(b. 1541, Candia, d. 1614, Toledo)
Apostle St John the Evangelist1610-14
Oil on canvas, 97 x 77 cm
Museo de El Greco, Toledo
Apostle St John the Evangelist was the son of Zebedee, and brother of James and the presumed author of the fourth gospel and, by tradition, of the Apocalypse. He was one of the first to be called to follow Christ. He appears with Peter and James in the scene of the Transfiguration. At the Last Supper he is shown leaning his head on the breast of Christ, from the tradition that identified him with 'the disciple whom Jesus loved'. The Agony in the Garden shows him asleep with Peter and James, while Christ prays. In one version of the Crucifixion John and the Virgin are seen standing alone at the foot of the cross. He is shown among the figures at the Descent from the Cross, the lamentation (Pietà) that followed and at the Entombment. John appears at the Death of the Virgin and her Assumption because the apocryphal writings on which the scenes are based were ascribed to him. During the apostolic ministry John often accompanied the apostle Peter. He was traditionally identified with John who was exiled to the island of Patmos, where he wrote the book of Revelation. He was believed to have died at Ephesus at a great age.

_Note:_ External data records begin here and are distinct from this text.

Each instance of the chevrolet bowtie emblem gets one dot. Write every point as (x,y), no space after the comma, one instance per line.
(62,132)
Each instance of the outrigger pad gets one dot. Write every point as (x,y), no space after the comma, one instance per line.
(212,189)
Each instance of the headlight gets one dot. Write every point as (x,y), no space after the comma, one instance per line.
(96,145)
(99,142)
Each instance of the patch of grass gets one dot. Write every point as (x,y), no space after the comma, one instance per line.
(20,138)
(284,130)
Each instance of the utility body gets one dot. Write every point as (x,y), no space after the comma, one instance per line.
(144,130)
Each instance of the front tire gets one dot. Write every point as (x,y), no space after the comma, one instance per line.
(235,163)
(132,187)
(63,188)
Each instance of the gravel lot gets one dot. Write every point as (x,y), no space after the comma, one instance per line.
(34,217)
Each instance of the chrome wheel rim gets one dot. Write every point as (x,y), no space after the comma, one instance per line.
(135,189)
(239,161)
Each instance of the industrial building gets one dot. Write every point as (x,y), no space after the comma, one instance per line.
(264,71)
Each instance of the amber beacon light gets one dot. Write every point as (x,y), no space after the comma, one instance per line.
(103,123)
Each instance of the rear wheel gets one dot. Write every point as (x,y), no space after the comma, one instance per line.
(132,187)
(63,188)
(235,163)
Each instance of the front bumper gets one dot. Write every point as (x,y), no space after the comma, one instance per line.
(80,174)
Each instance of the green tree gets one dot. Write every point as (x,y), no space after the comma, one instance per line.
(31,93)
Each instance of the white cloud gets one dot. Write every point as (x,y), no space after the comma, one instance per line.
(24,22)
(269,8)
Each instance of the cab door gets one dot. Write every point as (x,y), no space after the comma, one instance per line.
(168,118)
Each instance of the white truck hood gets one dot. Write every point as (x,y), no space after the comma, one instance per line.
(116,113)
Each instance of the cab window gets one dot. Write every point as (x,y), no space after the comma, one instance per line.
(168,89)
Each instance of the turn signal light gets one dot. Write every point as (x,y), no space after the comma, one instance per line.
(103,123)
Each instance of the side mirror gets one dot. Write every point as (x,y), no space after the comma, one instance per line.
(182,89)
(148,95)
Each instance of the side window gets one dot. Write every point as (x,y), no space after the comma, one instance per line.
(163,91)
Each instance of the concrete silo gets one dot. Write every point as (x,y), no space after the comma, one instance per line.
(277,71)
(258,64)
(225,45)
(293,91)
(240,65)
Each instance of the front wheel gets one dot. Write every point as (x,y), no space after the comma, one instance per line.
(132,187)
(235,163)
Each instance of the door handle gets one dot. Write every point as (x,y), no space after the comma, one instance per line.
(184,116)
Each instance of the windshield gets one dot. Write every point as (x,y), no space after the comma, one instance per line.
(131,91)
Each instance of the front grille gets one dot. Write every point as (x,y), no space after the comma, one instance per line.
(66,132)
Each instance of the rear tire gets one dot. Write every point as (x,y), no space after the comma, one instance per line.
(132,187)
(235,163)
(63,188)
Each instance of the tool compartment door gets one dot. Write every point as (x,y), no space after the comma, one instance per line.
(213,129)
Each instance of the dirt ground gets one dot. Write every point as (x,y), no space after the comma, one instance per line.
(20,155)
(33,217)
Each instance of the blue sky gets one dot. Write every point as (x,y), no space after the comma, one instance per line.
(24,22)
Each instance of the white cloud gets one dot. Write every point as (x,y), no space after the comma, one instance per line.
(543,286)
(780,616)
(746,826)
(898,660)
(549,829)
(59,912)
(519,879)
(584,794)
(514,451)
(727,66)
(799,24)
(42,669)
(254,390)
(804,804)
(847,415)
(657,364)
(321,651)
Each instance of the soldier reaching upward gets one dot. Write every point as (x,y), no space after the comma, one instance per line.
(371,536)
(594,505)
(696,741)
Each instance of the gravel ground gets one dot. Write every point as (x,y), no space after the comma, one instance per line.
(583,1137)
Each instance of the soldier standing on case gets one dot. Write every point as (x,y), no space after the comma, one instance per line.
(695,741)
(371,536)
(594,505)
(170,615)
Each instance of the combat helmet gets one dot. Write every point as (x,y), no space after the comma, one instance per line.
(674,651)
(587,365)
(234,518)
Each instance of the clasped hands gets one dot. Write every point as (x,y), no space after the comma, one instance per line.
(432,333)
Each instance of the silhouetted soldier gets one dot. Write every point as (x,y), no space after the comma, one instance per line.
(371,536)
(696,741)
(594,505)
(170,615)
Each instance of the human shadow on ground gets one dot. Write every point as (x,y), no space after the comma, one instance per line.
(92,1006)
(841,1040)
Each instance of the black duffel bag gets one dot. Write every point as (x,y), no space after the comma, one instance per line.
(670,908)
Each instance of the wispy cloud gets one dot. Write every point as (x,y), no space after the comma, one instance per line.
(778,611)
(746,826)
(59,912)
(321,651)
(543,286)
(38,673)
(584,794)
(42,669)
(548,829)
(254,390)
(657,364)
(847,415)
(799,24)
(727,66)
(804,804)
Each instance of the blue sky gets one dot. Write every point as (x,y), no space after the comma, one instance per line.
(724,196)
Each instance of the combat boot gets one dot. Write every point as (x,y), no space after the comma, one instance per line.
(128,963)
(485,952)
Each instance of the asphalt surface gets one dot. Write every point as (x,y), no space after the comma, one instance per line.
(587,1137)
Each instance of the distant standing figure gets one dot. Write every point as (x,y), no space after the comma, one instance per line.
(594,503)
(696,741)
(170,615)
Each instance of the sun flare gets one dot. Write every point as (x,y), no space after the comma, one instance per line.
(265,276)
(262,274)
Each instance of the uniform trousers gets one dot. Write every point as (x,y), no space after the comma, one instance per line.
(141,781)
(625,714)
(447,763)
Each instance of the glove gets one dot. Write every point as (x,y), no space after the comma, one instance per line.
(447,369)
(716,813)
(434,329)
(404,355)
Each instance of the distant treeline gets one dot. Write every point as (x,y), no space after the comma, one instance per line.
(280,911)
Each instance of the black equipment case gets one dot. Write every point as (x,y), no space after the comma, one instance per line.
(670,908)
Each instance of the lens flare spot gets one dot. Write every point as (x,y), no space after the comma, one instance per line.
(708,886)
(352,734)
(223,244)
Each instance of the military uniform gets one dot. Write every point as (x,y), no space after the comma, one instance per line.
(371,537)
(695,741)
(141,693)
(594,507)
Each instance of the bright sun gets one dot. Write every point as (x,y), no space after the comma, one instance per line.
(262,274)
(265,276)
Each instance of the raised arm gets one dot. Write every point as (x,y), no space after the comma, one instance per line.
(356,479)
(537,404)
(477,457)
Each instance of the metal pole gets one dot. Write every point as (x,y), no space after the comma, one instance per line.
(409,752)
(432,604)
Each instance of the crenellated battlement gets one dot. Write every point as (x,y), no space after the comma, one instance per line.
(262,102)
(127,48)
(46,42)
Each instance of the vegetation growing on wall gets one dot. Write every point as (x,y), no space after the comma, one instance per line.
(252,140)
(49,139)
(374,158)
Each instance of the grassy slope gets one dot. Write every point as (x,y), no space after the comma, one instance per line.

Apostle St John the Evangelist in Art
John's attributes are a book or scroll, in allusion to his writings, an eagle which may hold a pen or inkhorn in its beak, a chalice from which a snake emerges, a cauldron and a palm - not the martyr's but one belonging to the Virgin and handed on to John at her death; he holds it only in scenes relating to her. John may be represented in two distinct ways: as the apostle he is young, sometimes rather effeminate and graceful, typically with long, flowing, curly hair, and is beardless; or in complete contrast as the evangelist, he is an aged greybeard. Among his inscriptions the commonest are 'Passus sub Pontio Pilato' - 'He suffered under Pontius Pilate', from the Apostles' Creed; 'In principio erat verbum' - 'In the beginning was the Word' (John 1:1); 'Lignum vitae afferens fructus' - 'The tree of life which yields (twelve crops of) fruit' (Rev. 22:2).
The scenes from his life depicted in painting are The martyrdom of St John, St John on the island of Patmos writing the Revelation, The raising of Drusiana, St John changes sticks and stones into gold and jewels, St John drinking from the poisoned chalice, Death and ascension of St John.